Она измеряет удачу своих вещей одним всеобъемлющим словом — «действуют» они или нет на зрителя. Если не «действуют» — значит она в чем-то ошиблась и не нашла того самого простого образа, который бы брал зрителя в полон сразу, с первого взгляда.

Сюжеты сюиты медленно встают один рядом с другим. Как трудно их отобрать, чтобы они жили вместе, развивая мысль. И как многое из придуманного кажется самым важным, а потом отпадает, заменяясь новым, несущим в себе большую силу обобщения!

Наконец, откристаллизовалось семь сюжетов, семь отточенных композиционно образов.

«Война». Мысль невольно возвращается к пережитому самой Кольвиц.

Все семь награвированы. Сняты оттиски. Кольвиц разложила их один возле другого и смотрит придирчиво, сурово.
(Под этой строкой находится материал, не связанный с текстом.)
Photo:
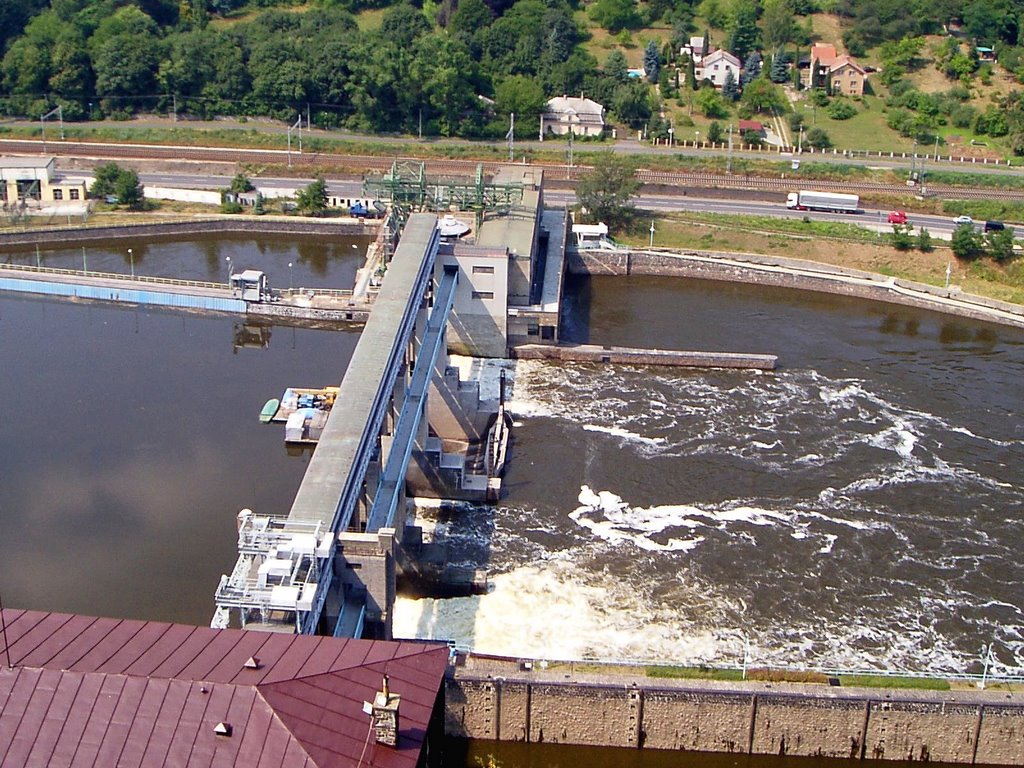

Так может смотреть только художник, каждый штрих которого выстрадан.

И никто тут не поможет, даже самые крупные художники, позови она их на просмотр. Пусть они скажут самые лестные слова, пусть утешают ее и заверяют, что работа удалась и не надо больше к ней прикасаться.

Она им не поверит. Многое здесь, конечно, уже найдено. Но офортам еще недостает того неуловимого обаяния высокой художественности, к которому рвется ее существо.

Медленно лист за листом складывает Кольвиц оттиски, отставляет в сторону медные доски. Погруженная в свои мысли, возвращается домой.

Пройдет много времени, прежде чем она вновь вернется к оставленной сюите «Война».

Сделана уже первая гравюра на дереве в память Карла Либкнехта. Теперь дерево властно вошло в мастерскую. Медные доски спрятаны в шкафы, литографские камни закрыты от пыли.

Снова путь в непознанное. Вот плита, приготовленная из пихты. Это дерево мягковато и волокнисто. Ничего, надо по-] пробовать.

Кольвиц склоняется над доской и режет дерево штихелями. Снова, как бывало, захватывающий миг первого оттиска.

По всей гравюре какие-то полосы. Их дают волокна пихты. Такая доска выдержит немного оттисков. Она «допускает только эскизную трактовку».

Для военных листов уже приготовлены доски из грушевого дерева, оно почти лишено волокон, твердое и позволяет сделать много оттисков.